1

Say, I have two adjacent functions subfunc() and main() in the Mach-O executable and want to disassemble all instructions from subfunc() to main()+0x10.

I know I can cast functions to addresses using `(void(*)())subfunc` - isn't there an easier way?

My attempt is as follows, but I get the error message below:

dis -s `(void(*)())subfunc` -e `(void(*)())main+0x10` error: error: arithmetic on a pointer to the function type 'void ()'

How can I fix this?

Shuzheng
  • 11,288
  • 20
  • 88
  • 186
  • If you have debug information, so lldb knows that these are functions, there is a special case where you don't use backticks and it does the right thing -- `dis -s subfunc -e main+16` -- but I just checked and it doesn't look like that works when lldb doesn't know that these are function symbols right now. Obviously there aren't any valid C expressions for adding an offset to a function name, so there's some extra trickery in lldb to allow for this (commonly useful) address expression. I can't remember why it works with an argument that takes an address expression and not a backtick eval r.n. – Jason Molenda Oct 23 '19 at 22:21
  • @JasonMolenda - Thanks. Aren't an address expression and a backtick eval not the same thing? Can you point me to the documentation for these things? – Shuzheng Oct 24 '19 at 06:42
  • main+5 is not a valid C expression, yet it is a very convenient way to specify addresses. Instead of modifying the expression parser to accept this form (we want to keep the expression parser accurate to the source language), we added "address expressions". They try first to evaluate their argument as an expression and if that fails, they will parse simple expressions of the form "symbolname+-offset" "help address-expression" is where this should be documented, but that help string is a bit terse... – Jim Ingham Oct 24 '19 at 17:29
  • @JimIngham, is there no elaborate documentation on address expressions or backqoute expressions anywhere to be found? Why don't `main+5` work, if `+-` works? Isn't `main` a symbol? – Shuzheng Oct 24 '19 at 17:57

1 Answers1

2

This appears to be the correct syntax:

dis --start-address `(void(*)())main` --end-address `(void(*)())main`+0x10

The very small difference between this syntax and the variant you tried is that the +0x10 offset goes outside the backtick characters, i.e. the offset goes after the closing backtick.
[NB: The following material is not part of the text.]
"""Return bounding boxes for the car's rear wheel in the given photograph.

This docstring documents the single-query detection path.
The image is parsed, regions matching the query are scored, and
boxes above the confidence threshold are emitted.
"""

FWIW this variant also appears to work correctly:

dis --start-address `(void(*)())main` --end-address 0x10+`(void(*)())main`

Discovery process:

  • I was unfamiliar with the "backtick" + function cast that you described in your original question so that was a very helpful starting point.
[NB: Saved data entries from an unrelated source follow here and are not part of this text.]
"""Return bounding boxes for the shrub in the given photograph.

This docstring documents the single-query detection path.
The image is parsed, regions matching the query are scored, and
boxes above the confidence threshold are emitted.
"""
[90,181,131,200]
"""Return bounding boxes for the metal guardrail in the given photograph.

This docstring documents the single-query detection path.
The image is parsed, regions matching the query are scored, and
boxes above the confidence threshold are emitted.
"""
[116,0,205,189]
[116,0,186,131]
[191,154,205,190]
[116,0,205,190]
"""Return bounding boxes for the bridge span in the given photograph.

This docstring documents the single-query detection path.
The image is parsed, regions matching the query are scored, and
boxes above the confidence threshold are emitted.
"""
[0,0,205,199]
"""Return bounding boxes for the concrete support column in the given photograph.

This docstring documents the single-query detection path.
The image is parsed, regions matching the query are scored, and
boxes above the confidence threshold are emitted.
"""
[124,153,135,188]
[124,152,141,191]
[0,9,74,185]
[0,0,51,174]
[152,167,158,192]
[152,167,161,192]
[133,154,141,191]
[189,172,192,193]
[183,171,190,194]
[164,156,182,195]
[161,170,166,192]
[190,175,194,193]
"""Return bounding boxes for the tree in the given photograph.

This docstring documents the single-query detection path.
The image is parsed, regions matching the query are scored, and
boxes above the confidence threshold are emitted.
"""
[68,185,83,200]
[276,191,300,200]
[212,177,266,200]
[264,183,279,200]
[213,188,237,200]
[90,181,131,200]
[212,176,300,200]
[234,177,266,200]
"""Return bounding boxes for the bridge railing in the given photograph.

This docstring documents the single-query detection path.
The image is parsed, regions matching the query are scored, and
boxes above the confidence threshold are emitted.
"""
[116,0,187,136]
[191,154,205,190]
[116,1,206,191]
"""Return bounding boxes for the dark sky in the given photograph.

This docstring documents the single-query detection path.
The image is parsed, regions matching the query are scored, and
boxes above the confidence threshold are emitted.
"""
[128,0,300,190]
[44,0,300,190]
    In my case I was trying to set a breakpoint at a function offset inside a shared library and got about as far as this before my search landed me on your question:

    breakpoint set --shlib libexample.dylib --address `((void*)some_function)+81`
    
    error: error: function 'some_function' with unknown type must be given a function type
    error: 1 errors parsing expression
    
  • The use of your function cast hint met the "function type" requirement stated in the error message so I was next able to get to:

    print (void(*)())some_function
    
    (void (*)()) $38 = 0x00000001230094d0 (libexample.dylib`some_function)
    
  • I then tried the backtick variant which appeared to work but I wanted the value to be displayed in hexadecimal:

    print `(void(*)())some_function`
    (long) $2 = 4882207952
    
  • But when I tried to use the -f hex format option with print I got an error:

    print -f hex `(void(*)())some_function`
    
    error: use of undeclared identifier 'f'
    error: 1 errors parsing expression
    
  • Eventually I noticed the comment 'print' is an abbreviation for 'expression --' at the bottom of the help print output and realised that means it's (apparently?) not possible to use an alternative display format with print because it gets converted into expression -- -f hex ... which is not valid syntax.
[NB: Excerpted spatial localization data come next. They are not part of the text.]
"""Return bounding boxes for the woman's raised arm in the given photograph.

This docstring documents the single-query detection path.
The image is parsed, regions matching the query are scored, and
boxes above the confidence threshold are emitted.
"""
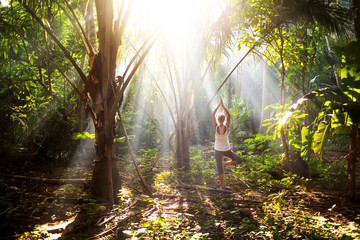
[211,100,222,130]
[221,101,231,128]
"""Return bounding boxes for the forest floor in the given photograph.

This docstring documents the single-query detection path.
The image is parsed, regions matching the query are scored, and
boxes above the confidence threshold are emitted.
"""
[1,151,360,239]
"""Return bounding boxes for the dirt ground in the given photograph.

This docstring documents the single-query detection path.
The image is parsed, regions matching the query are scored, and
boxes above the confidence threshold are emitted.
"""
[1,152,360,239]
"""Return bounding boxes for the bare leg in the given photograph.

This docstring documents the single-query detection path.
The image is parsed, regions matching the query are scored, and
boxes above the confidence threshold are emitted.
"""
[223,156,237,168]
[218,174,225,188]
[224,160,237,167]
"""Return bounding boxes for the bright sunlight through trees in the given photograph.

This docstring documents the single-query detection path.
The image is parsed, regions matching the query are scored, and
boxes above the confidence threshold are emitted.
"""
[1,0,360,239]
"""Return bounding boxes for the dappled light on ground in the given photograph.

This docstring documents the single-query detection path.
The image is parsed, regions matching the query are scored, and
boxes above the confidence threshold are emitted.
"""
[32,217,75,240]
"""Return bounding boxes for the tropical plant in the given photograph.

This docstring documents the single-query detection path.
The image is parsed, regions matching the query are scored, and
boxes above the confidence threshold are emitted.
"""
[280,41,360,200]
[232,0,351,171]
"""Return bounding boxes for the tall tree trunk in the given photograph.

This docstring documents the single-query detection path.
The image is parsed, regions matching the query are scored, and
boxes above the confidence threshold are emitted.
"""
[345,124,359,201]
[228,78,232,109]
[279,31,290,167]
[89,0,122,206]
[175,118,191,170]
[76,57,85,132]
[346,2,359,199]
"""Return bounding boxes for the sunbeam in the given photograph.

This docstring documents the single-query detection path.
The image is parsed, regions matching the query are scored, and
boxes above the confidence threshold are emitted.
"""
[120,0,227,158]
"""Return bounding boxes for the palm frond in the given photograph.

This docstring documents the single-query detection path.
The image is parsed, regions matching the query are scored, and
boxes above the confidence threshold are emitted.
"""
[280,0,352,38]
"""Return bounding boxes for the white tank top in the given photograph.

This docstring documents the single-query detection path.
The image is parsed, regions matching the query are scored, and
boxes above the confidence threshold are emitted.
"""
[214,125,231,151]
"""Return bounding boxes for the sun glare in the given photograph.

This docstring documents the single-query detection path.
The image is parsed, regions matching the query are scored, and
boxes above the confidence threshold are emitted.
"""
[133,0,223,48]
[0,0,9,6]
[121,0,228,150]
  • Eventually I figured out the required placement & combination of command name, display format and "--" to make it display as desired:

    expression -f hex -- `(void(*)())some_function`
    
    (long) $7 = 0x00000001230094d0
    
  • For no particular reason (that I can remember) it was at this point I tried placing the offset outside the backticks and it worked!

    expression -f hex -- `(void(*)())some_function`+81
    
    (long) $12 = 0x0000000123009521
    
  • And it still worked when I tried it with a breakpoint:

    breakpoint set --shlib libexample.dylib --address `(void(*)())some_function`+81
    
    Breakpoint 6: where = libexample.dylib`some_function + 81, address = 0x0000000123009521
    
  • Then I verified that it also worked with the dis command from your original question:

    dis --start-address `(void(*)())some_function` --end-address `(void(*)())some_function`+81
    
  • And confirmed that the bare function name was not sufficient:

    dis --start-address some_function --end-address `(void(*)())some_function`+81
    
    error: address expression "some_function" evaluation failed
    
  • I also re-confirmed that the offset being between the backticks did not work:

    dis --start-address `(void(*)())some_function` --end-address `(void(*)())some_function+1`
    
    error: error: arithmetic on a pointer to the function type 'void ()'
    error: 1 errors parsing expression
    
  • It was at this point that I realised I was able to parse the error message (as it was presumably intended):

    [arithmetic on a pointer]  [to the function type]  ['void ()']
    

    The underlying issue being "arithmetic on a pointer"...

  • Which further research shows is both "undefined on pointers to function types" and available as a gcc extension:

  • Which brings us back to the comments by @JasonMolenda & @JimIngham and how the function pointer arithmetic parsing is special-cased.

    To my mind the "error: arithmetic on a pointer to the function type..." message you received is at best poor UX & at worst a bug--given that lldb itself essentially displays address references in that manner:

    0x1230094f9:  jle    0x123009cc2               ; some_function + 2034
    

    I feel similarly about libexample.dylib`some_function + 81 being displayed but AFAICT not being parsed.

  • In conclusion, this form works:

    `(void(*)())some_function`+0x10
    

    Now I just need to figure out why some_function isn't doing what I think it should... :)

follower
  • 45
  • 4